72 Pegasi

Observation data Epoch J2000 Equinox ICRS
- Constellation: Pegasus
- Right ascension: 23^{h} 33^{m} 57.18791^{s}
- Declination: +31° 19′ 31.0058″
- Apparent magnitude (V): 4.97

Characteristics
- Spectral type: K4IIIb
- U−B color index: +1.63
- B−V color index: +1.39
- Variable type: suspected

Astrometry
- Radial velocity (R_{v}): −24.71 km/s
- Proper motion (μ): RA: +50.81 mas/yr Dec.: −17.46 mas/yr
- Parallax (π): 5.94±0.45 mas
- Distance: 550 ± 40 ly (170 ± 10 pc)
- Absolute magnitude (M_{V}): −1.15

Orbit
- Period (P): 492.30 ± 75.96 a (179,811 ± 27,745 d)
- Semi-major axis (a): 0.568 ± 0.065″
- Eccentricity (e): 0.322 ± 0.047
- Inclination (i): 21.7 ± 8.3°
- Longitude of the node (Ω): 56.2 ± 6.0°
- Periastron epoch (T): MJD 16818 ± 3658
- Argument of periastron (ω) (secondary): 293 ± 15°

Details
- Mass: 2 / 2 M_{☉}
- Luminosity: 554 L_{☉}
- Surface gravity (log g): 2.00 cgs
- Temperature: 4,379 K
- Metallicity [Fe/H]: +0.06 dex
- Rotational velocity (v sin i): 1.4 km/s
- Other designations: 72 Peg, NSV 14617, BD+30°4978, GC 32772, HD 221673, HIP 116310, HR 8943, SAO 73341, CCDM J23340+3120AB, WDS J23340+3120AB

Database references
- SIMBAD: data

= 72 Pegasi =

Binary star system in the constellation Pegasus

72 Pegasi is a binary star system in the northern constellation of Pegasus. It is visible to the naked eye as a faint, orange-hued point of light with a combined apparent visual magnitude of 4.97. The system is located approximately 550 light years away from the Sun, based on parallax, but is drifting closer with a radial velocity of −25 km/s.

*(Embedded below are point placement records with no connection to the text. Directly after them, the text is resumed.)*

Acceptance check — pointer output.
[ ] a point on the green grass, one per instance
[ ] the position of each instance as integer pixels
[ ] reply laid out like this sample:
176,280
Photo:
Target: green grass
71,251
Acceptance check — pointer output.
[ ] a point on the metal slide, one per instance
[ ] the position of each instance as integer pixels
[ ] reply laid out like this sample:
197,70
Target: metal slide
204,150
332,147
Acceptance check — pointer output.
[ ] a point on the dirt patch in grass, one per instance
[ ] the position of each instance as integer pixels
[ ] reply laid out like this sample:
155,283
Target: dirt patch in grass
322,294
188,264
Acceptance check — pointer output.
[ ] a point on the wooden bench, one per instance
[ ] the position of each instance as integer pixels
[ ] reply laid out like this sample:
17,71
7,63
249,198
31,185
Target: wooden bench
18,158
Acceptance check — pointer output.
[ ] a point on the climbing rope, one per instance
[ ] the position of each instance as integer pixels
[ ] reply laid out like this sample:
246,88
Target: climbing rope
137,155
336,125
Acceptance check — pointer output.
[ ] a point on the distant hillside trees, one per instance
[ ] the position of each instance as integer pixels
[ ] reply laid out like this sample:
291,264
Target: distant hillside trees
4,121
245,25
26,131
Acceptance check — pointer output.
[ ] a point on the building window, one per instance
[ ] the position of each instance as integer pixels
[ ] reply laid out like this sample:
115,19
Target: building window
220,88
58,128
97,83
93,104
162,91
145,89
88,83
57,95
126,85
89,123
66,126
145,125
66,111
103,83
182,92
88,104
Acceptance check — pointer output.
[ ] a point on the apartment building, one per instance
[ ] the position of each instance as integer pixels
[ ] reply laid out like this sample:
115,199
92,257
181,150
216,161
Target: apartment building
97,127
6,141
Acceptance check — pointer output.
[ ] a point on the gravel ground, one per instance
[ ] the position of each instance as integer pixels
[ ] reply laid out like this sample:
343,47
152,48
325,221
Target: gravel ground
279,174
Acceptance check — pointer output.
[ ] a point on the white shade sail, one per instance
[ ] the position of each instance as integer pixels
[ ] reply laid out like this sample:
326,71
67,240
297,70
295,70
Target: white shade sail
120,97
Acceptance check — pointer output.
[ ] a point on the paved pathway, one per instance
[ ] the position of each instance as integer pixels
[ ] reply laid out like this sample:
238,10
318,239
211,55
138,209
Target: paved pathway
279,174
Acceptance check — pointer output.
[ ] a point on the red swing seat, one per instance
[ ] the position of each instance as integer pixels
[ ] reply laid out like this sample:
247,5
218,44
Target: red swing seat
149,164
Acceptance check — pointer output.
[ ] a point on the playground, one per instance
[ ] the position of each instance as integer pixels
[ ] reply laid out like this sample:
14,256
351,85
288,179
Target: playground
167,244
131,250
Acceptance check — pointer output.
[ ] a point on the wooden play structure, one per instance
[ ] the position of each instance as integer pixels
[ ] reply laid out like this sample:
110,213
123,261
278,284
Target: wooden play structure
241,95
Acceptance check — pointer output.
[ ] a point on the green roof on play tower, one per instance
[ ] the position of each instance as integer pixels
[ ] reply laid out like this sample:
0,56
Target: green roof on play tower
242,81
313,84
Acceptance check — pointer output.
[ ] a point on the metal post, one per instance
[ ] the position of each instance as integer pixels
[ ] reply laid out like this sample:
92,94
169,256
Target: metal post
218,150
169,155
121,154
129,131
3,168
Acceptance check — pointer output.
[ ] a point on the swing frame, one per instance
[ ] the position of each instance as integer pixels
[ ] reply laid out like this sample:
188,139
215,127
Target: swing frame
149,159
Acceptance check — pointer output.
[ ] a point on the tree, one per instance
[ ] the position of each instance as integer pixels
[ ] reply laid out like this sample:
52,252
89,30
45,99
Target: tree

This is a visual binary with an orbital period of roughly 492 years and an eccentricity of 0.32. The two stars are relatively similar and are about twice the mass of the Sun each. The primary star, 72 Pegasi A, is an evolved K-type giant with a visual magnitude of 5.67. The companion, 72 Pegasi B, is another K-type giant with an apparent magnitude of 6.11, and a separation of about 0.568 arcsecond from the primary. 72 Pegasi B is thought to be a binary itself, with a brown dwarf companion in a 4.2-year period.